Memorial Hospital of Colorado Springs, which treats 100,000 people per year in the state’s busiest emergency room, has brought in officials from nearby Peak Vista health clinic to talk to non-emergency patients before they even leave its ER, said John Suits, director of business development and government relations.

Officials say it’s helped reduce the number of repeat non-emergency patients, but they hope that the federal and state governments will do something to educate the newly insured in 2014 about non-ER health care options, he said.

“We won’t do anything different as far as the delivery of the care. But we will certainly have to ramp up with it comes to [full-time employees],” Suits said. “We will look at different ways to triage the patients into the system.”

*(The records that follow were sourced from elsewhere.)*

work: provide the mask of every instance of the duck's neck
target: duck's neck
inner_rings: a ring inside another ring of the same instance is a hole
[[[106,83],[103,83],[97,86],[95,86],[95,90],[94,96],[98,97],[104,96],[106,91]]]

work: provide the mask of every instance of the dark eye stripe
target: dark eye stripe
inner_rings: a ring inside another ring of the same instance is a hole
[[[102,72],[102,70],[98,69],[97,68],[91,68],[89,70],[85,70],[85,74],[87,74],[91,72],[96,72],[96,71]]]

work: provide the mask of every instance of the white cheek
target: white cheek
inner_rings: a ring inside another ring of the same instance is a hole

Some hospitals are preparing for more patients by expanding their facilities. St. Anthony Central Hospital is moving to a new Lakewood facility in July that includes an additional 13 emergency department exam rooms and is designed for more efficient patient flow. It’s also designed to give the hospital the ability to expand the emergency department in a way “that will be economical and have minimal disruptions to existing structures,” said Bev Lilly, public relations manager.

And some hospitals are studying current ER procedures to learn how to make them more efficient.

Rocky Mountain Hospital for Children in Denver is examining lab turnaround times, patient-flow management and even the time it takes to get patients to radiology to see if it can tweak anything to move patients through more quickly, said Matt Sogard, chief operating officer.

“None of it’s really rocket science,” he said. “We just have to focus on that process and trim out wasted steps.”